In 2014, a Massachusetts third-grader made headlines after writing a letter to President Obama about putting a woman on US currency. The president responded with a letter saying that was "a pretty good idea." The nonprofit organization Women on $20s started campaigning in March 2015 to overhaul America’s very male money problem, and a poll of campaign supporters the following May found Tubman was the favored figure.
Earlier this year, the Treasury Department announced that Tubman would become the new face of the $20 bill, replacing former President Andrew Jackson, whose face will appear on the back. But the proposed modification received mixed reviews from various points on the ideological spectrum.
For some, the $20 Tubman symbolized poetic justice.
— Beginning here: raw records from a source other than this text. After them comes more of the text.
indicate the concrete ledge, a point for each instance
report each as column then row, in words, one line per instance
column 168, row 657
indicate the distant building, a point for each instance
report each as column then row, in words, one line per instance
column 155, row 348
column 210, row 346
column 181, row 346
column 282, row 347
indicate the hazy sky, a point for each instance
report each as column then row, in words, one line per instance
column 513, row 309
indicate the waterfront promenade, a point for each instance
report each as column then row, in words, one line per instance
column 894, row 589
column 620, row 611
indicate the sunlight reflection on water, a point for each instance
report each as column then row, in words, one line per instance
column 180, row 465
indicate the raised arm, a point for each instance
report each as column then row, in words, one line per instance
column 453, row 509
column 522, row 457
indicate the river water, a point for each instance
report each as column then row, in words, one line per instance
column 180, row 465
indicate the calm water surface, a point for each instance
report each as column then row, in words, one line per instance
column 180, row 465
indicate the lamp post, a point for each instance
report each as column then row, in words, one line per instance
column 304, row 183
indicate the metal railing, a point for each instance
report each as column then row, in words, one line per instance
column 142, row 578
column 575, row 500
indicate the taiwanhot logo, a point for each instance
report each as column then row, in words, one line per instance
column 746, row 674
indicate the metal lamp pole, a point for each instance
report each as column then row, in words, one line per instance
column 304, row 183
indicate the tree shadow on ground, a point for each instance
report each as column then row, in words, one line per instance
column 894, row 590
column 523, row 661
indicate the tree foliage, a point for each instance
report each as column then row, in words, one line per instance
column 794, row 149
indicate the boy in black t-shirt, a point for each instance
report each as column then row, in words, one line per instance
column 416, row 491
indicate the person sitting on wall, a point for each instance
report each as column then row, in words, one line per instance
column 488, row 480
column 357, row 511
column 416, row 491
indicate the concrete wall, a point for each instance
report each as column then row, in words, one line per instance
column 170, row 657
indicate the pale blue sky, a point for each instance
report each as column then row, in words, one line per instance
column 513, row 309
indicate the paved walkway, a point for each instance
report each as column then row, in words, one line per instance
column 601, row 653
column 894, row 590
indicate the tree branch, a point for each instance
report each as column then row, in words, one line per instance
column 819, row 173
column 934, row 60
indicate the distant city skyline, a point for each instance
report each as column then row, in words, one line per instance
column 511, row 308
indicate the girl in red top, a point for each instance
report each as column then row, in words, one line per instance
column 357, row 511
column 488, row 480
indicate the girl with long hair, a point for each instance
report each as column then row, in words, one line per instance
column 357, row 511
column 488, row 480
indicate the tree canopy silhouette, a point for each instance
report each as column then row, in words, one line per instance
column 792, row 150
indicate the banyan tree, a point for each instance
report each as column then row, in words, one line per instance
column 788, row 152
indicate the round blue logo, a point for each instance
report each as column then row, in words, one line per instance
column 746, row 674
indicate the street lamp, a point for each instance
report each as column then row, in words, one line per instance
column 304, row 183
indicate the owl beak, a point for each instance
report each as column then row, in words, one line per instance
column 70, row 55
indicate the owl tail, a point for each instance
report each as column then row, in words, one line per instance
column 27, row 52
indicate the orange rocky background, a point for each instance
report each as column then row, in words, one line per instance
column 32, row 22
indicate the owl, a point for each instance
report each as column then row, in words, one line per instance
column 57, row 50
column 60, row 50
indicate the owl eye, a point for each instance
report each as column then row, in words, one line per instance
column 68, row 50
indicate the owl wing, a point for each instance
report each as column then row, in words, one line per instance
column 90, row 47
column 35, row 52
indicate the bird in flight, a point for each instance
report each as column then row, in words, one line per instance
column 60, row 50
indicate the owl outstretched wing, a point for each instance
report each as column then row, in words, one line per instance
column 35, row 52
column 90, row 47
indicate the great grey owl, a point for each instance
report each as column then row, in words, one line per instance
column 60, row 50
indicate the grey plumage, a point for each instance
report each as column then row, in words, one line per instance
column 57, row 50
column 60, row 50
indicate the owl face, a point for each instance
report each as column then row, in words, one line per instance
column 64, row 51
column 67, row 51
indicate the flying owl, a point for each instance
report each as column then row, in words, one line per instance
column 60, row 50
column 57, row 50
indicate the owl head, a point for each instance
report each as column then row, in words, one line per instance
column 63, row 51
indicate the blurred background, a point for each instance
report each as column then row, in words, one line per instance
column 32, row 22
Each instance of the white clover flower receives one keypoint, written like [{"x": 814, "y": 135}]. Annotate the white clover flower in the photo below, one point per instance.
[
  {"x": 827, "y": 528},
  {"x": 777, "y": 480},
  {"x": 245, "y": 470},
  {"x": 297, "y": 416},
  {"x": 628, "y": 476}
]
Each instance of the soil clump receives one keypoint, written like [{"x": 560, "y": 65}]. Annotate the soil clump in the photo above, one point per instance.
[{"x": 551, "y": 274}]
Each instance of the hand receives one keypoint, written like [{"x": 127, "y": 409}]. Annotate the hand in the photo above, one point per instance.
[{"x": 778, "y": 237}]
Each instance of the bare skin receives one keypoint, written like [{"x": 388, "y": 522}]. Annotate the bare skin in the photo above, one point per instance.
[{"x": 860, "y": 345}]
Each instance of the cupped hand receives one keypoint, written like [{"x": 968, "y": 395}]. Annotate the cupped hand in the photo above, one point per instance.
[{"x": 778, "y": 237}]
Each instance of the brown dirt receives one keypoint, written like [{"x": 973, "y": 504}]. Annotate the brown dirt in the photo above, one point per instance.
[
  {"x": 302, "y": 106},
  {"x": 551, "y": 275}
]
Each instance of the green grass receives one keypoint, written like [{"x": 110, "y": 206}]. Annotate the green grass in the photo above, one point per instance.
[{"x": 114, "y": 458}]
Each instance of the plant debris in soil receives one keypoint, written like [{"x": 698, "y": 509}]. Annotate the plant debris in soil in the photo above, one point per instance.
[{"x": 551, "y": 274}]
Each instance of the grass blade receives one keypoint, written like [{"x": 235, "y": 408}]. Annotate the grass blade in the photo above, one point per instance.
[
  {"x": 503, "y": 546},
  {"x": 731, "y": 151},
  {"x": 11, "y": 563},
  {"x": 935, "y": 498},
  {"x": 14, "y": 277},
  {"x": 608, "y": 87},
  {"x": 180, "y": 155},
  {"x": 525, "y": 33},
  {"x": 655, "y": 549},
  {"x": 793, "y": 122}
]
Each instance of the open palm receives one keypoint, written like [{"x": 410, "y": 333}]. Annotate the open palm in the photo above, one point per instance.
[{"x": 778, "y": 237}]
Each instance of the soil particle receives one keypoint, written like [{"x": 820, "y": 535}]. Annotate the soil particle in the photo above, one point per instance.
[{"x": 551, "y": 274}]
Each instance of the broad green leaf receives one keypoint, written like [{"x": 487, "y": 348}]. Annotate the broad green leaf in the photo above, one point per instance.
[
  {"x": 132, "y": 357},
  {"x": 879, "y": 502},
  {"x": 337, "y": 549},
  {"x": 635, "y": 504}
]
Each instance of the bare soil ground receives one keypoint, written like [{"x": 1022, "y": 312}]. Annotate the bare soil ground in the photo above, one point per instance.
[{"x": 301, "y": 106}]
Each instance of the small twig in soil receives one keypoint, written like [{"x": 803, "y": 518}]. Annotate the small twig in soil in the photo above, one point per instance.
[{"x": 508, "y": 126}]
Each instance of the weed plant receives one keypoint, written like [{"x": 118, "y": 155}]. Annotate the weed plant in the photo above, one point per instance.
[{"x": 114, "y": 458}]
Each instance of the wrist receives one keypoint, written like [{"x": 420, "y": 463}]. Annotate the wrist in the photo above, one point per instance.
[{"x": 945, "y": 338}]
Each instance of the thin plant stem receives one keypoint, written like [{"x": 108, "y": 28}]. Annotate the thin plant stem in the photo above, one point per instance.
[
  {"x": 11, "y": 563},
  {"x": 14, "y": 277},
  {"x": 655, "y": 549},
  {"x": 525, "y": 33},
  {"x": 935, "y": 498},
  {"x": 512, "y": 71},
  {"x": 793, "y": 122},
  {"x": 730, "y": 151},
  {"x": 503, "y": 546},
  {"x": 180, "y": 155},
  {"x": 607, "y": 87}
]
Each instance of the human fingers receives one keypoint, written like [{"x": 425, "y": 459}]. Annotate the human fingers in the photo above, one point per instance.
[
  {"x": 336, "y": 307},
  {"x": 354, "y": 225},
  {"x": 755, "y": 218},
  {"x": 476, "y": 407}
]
Tubman used her $20 pension for serving in the Union Army to buy her father’s freedom from slavery. And what better way to rewrite the wrongs of a former president who opposed paper money, backed slavery, and was responsible for the Trail of Tears than by replacing his face with that of a formerly enslaved black woman?
Others reckoned with potential historical hypocrisy. "What we’re basically talking about right now is honoring the work Harriet Tubman did to free us from slavery by putting her face on the reason we were in slavery," Fusion contributor Jay Smooth noted in a 2015 video.
The divide rested largely on how people were trying to define justice. Tubman stands out as a formidable woman in American history, but her experience as a former slave demands a more nuanced evaluation of what it takes to fight institutionalized sexism, especially as a black woman. King, on the other hand, expresses no concern other than to maintain the status quo.
"It’s not about Harriet Tubman, it’s about keeping the picture on the $20," King said. "Y’know? Why would you want to change that?"
There’s one good reason: White men (like Jackson and King) comprise only 30.6 percent of the US population and in 2012 were only 35 percent of electorate. Yet white men make up a majority of our elected officials. After the 2014 midterm elections, the House of Representatives was 80.6 percent male and 79.8 percent white. Eighty percent of senators were men, and 94 percent were white.
Racism and sexism in America derive from inequalities that disproportionately favor white people and men, respectively. Contrary to King's proposal, the absence of change helps maintain those inequalities instead of creating space to redress them.
The $20 Tubman will not be available for public display until 2020. Though King has attached the bill change to Obama, the new currency is unlikely to be in circulation until 2030, long after Obama leaves the White House. In the interim, it is likely that racism and sexism will linger. But at least the $20 Tubman represents a form of change that forces America to face these issues.